I started as a mentor right out of college having never been exposed to FIRST. Now 11 years later with two kids under three, I'm taking a break from mentoring for a few years. In my place, three of the mentors on the team this year were students on our team 5 years ago, now teaching systems engineering to the team. They have graduated and are working as engineers in the area. Another formal student told us when she was a freshman that she liked that 'mechanical stuff,' but she was a girl so didn't want to do it. Now, she's a mechanical engineer working on my project at work.
So the 'mentors' in these cases are a product of FIRST and embody why the robots are built, not because of awards but because of inspiring young people to pursue engineering. It's been a joy seeing this over the last year or two and that's what FIRST is all about, not the robots.

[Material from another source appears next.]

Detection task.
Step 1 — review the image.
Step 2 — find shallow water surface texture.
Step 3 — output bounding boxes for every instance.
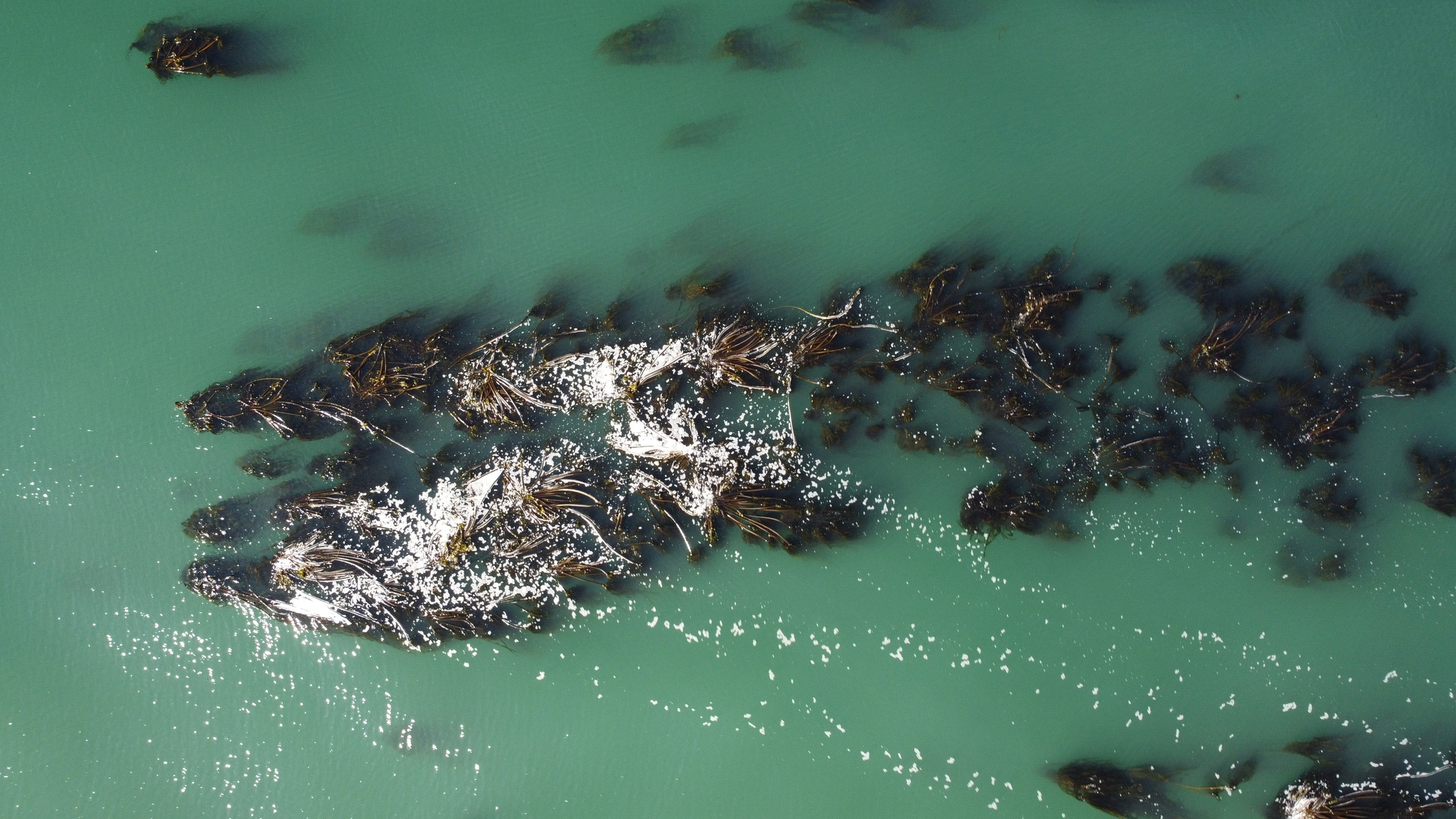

It is mentors like you that make FIRST what it is. There is an I in FIRST, and it really does mean Inspiration! I remember those days, when we talked about "those teams" and that it was so hard to compete with what they had. I guess we could have just continued to complain about the fairness of it all, and that a school, in a semi-rural community couldn't match what they had. Instead, when you began to teach the kids the basics of System Engineering (and we got the Judge's award for that program!), we started to believe - and more importantly, the kids started to believe, too! - that we could start to build a program that could compete with anyone. Now, as we say, the STEM Cycle has come full circle. Almost half the Mentors on the team this year are former students from FIRST teams - Robobees, GaCo, MOE, Cybersonics, etc... And due to this, the vision is growing, year after year. We went from a team that started at Kick-off, and ended at the regional, to one that works year-round. We had about 10 kids and 4 mentors - who had no clue what we were doing, to a team of 50 kids, and 15 - 20 mentors. We went from meeting in a shop class, with old tools and equipment, to one that, oh wait, we're still in that same room, with the same equipment - but we now have the vision and the passion to truly make a difference in our area - and that's what has brought us to where we are now, but isn't where we will stop!
Dan - You will always be a Bee! Come back from your hiatus, soon! You should come to DC and see this year's "on-board, automated weapons system"! :) It is a sight to see!
Seth Mallory
26-03-2012, 23:47
Every team takes a slightly different approach to inspiring and recognizing science and technology. I don't think we should assume that anyone's approach must be wrong just because their robot looks too good.
Or their approch is wrong because their robot looks or performs bad.